Rabat - Government spokesperson Mustapha El Khalfi has rejected claims that the ongoing Rif protests are motivated by separatism sentiment, backpedaling the government coalition's earlier allusions that the demonstrations were sponsored by foreign powers.
Rabat – Government spokesperson Mustapha El Khalfi has rejected claims that the ongoing Rif protests are motivated by separatism sentiment, backpedaling the government coalition’s earlier allusions that the demonstrations were sponsored by foreign powers.
Khalfi, appearing Sunday on Moroccan channel 2M, said that calling “our people” in Al Hoceima “separatists” is out of question.
During the interview, the spokesperson and minister in charge of relations with parliament and civil society said that Thursday’s march reflected the tenacious and strong character of the people of the Rif.
Just a few hours before Al Hoceima’s demonstration last Thursday, the government in council had adopted a more conciliatory tone, with its spokesman admitting “the legitimacy of the social demands of the inhabitants of the region.”

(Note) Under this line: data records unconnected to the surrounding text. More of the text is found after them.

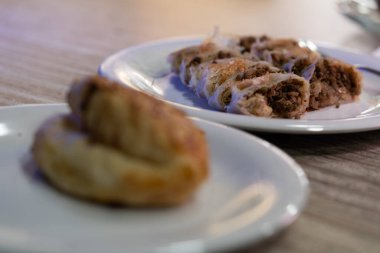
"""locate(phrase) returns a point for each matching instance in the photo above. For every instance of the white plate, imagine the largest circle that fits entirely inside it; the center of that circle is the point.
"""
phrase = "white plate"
(253, 191)
(145, 68)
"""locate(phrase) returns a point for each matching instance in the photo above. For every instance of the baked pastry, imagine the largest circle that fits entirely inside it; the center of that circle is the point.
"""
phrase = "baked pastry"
(329, 81)
(118, 146)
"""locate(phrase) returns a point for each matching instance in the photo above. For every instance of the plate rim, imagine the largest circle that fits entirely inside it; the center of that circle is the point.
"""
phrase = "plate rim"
(277, 224)
(289, 126)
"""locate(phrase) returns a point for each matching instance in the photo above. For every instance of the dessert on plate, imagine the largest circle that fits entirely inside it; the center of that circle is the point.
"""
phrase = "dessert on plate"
(117, 145)
(263, 76)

El Khalfi also pointed out that the security landing that accompanied the march was intended to keep order throughout the demonstration so as not to fall into any skirmishes, while highlighting that “there was a campaign on social networking sites claiming the militarization of the city, while these images that have been circulating are incorrect. “
The march continued in a peaceful atmosphere and the youth who led the movement formed human chains to protect public property, which confirms that they had no problem with the presence of policemen in city.
El Khalfi also stressed that there is no option to address the demands raised by the Rif movement except through dialogue and listening, as well as speeding up the completion of the development projects launched in the region.
The government spokesman didn’t fail to point out that the Al Hoceima demonstrations, since their emergence after the death of Mohsin Fikri last October, has seen more than 700 peaceful protests, during which no violence was recorded except for isolated incidents that were rejected by the leaders of the movement.
The minister also revealed that the government has adopted during its last council a decision by a number of ministers to conduct field visits to review the course of development of works on a number of projects.
El Khalfi said that many projects are nearing completion, such as the Taza-Al Hoceima highway, which has is now 75% complete, and which has cost about MAD 4 billion to dismantle the isolation of a large number of rural centers in the region.
“Several projects have been launched to rehabilitate infrastructure in the areas of health and education at a cost of more than MAD 500 million, as well as the development of a dam near the Ghaith valley and another desalination project,” El Khalfi said.